Harmonic analysis of isotropic fields on the sphere with arbitrary masks

TL;DR

This paper introduces a novel harmonic analysis method for isotropic fields on the sphere with arbitrary masks, enabling diagonalization of the 2-point function and covariance matrix, thus improving the analysis of large-scale galaxy survey data.

Contribution

It develops a custom eigenbasis tailored to any survey geometry, preserving all information and simplifying the covariance structure for spherical Fourier-Bessel power spectrum estimation.

Findings

Eigenbasis diagonalizes the 2-point function for arbitrary masks.

The method simplifies covariance matrices to diagonal form.

Applicable to 3D spherical Fourier-Bessel power spectrum estimation.

Abstract

Obtaining constraints from the largest scales of a galaxy survey is challenging due to the survey mask allowing only partial measurement of large angular modes.
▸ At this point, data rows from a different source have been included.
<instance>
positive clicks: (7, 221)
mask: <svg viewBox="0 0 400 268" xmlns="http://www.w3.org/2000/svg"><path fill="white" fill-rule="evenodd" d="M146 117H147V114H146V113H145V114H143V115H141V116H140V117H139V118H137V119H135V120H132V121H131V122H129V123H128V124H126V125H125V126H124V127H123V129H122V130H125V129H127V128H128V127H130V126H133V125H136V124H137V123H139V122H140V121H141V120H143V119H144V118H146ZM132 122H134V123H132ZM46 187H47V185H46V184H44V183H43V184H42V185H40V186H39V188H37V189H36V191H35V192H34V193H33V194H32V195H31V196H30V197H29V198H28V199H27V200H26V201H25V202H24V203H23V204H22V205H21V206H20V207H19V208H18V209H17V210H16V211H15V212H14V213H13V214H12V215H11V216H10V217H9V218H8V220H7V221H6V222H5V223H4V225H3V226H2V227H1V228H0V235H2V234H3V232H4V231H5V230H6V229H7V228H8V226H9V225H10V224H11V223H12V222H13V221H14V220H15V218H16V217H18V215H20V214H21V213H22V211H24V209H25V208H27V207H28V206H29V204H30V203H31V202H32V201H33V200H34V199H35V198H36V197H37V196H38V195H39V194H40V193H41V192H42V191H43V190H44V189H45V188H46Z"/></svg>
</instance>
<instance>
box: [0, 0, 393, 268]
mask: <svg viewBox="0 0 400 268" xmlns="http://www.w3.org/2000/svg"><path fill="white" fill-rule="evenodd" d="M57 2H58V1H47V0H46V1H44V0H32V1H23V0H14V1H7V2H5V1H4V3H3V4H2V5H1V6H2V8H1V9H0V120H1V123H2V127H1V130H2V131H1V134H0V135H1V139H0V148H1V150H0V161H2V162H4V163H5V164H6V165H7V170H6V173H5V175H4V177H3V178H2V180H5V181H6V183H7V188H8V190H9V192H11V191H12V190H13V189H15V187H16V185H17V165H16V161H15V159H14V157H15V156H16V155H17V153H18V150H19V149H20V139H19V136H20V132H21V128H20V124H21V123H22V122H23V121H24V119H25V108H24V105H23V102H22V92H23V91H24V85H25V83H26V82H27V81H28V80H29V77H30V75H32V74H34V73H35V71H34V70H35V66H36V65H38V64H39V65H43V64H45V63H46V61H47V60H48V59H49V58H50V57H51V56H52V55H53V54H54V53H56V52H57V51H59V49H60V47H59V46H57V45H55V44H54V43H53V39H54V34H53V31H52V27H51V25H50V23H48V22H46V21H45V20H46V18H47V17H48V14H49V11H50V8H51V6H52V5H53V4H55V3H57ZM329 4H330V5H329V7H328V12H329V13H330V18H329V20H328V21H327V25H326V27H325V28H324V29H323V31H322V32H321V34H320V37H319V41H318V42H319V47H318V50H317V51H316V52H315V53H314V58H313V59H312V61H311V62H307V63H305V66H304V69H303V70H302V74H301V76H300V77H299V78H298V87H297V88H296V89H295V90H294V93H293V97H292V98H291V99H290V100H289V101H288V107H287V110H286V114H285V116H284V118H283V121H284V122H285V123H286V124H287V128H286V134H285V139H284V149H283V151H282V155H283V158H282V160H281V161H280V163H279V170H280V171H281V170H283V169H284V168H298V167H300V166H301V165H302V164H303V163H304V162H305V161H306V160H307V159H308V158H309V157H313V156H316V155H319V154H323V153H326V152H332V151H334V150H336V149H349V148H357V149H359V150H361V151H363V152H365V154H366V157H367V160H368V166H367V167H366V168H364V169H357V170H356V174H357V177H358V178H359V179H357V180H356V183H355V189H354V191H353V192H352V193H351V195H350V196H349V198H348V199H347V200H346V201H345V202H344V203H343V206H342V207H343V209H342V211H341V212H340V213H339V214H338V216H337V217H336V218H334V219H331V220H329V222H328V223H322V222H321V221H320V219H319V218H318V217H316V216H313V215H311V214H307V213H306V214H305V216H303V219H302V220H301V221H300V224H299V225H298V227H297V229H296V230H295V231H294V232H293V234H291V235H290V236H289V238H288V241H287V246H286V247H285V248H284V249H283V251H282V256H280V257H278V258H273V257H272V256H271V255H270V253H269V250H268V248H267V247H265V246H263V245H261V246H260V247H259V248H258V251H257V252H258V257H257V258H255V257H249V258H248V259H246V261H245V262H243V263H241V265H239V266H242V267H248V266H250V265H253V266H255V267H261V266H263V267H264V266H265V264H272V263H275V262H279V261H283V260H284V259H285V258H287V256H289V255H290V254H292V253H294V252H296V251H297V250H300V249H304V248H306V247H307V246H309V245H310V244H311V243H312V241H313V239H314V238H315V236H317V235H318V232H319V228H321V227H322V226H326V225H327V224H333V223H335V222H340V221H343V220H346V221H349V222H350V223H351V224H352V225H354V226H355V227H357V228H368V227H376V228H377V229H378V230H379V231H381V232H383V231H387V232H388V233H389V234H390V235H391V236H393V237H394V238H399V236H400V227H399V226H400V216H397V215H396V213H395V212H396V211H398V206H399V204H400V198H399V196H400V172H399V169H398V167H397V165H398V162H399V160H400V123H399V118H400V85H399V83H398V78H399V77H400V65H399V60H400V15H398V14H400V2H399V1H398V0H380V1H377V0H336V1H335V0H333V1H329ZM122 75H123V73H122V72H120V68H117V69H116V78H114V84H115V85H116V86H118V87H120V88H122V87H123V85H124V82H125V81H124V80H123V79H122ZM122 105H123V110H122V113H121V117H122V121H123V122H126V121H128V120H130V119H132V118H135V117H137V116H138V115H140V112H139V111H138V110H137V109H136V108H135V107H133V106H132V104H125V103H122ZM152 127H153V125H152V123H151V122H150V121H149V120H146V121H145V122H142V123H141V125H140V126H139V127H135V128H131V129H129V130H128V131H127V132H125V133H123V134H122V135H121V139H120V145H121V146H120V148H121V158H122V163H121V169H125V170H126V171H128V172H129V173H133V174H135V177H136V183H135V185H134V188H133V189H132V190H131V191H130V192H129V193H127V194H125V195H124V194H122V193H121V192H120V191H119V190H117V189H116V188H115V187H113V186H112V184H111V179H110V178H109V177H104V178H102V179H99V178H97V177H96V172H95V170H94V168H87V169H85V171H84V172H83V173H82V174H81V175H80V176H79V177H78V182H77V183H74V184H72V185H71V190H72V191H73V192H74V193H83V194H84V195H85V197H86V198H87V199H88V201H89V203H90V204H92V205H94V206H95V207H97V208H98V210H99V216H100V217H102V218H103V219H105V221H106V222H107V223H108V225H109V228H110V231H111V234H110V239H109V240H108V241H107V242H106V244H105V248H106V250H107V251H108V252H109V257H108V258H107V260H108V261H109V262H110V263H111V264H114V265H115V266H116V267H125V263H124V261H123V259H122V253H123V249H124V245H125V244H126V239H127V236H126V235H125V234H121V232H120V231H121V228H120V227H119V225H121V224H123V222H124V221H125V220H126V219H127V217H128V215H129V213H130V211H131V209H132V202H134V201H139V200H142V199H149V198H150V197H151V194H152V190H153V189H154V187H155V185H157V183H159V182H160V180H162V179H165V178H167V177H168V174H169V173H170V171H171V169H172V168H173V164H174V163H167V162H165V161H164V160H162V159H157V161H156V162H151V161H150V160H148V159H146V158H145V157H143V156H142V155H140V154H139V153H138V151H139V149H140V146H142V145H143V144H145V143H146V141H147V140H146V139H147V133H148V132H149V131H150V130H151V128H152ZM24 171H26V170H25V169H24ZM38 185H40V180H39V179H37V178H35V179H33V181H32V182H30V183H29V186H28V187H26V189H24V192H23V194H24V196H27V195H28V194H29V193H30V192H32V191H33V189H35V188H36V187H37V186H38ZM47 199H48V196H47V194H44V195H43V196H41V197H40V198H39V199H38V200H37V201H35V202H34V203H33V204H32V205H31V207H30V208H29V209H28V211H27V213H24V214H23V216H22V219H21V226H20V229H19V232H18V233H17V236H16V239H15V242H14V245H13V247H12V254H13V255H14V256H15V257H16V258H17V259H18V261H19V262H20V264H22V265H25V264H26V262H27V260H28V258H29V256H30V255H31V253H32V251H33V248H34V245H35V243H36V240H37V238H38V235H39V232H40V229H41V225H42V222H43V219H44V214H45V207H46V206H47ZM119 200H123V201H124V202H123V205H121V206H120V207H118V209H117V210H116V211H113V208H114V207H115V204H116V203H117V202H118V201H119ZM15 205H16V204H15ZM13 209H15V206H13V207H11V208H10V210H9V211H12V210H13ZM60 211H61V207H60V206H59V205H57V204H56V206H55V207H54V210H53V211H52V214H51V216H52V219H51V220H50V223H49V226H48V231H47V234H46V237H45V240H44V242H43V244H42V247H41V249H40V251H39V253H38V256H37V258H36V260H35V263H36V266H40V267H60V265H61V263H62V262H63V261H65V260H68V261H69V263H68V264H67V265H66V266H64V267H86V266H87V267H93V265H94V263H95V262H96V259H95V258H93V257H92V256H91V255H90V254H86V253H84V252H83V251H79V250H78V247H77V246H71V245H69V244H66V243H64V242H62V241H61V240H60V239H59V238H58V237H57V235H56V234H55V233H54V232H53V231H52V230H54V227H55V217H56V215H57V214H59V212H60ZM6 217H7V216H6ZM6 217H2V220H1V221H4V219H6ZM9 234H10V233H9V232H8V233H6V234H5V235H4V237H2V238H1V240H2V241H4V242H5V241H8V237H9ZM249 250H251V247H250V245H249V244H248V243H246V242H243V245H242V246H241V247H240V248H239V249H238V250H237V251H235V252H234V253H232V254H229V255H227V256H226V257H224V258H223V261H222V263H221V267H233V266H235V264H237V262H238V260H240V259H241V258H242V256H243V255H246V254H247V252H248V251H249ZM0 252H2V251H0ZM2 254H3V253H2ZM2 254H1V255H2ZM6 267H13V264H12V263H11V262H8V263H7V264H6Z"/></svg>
This scatters information from the harmonic-space 2-point function away from the diagonal and introduces coupling between modes. In this paper, we derive a custom eigenbasis adapted to any particular survey geometry so that all information is retained on the diagonal. At the expense of a somewhat complex pixel- and selection-function-window, the result is a diagonal 2-point function with a simple shot noise, and a diagonal covariance matrix in the case of a Gaussian random field. We derive the basis on the surface of a sphere, and we use it to construct a 3D spherical Fourier-Bessel power spectrum estimator assuming a survey geometry that is separable in the angular and radial directions.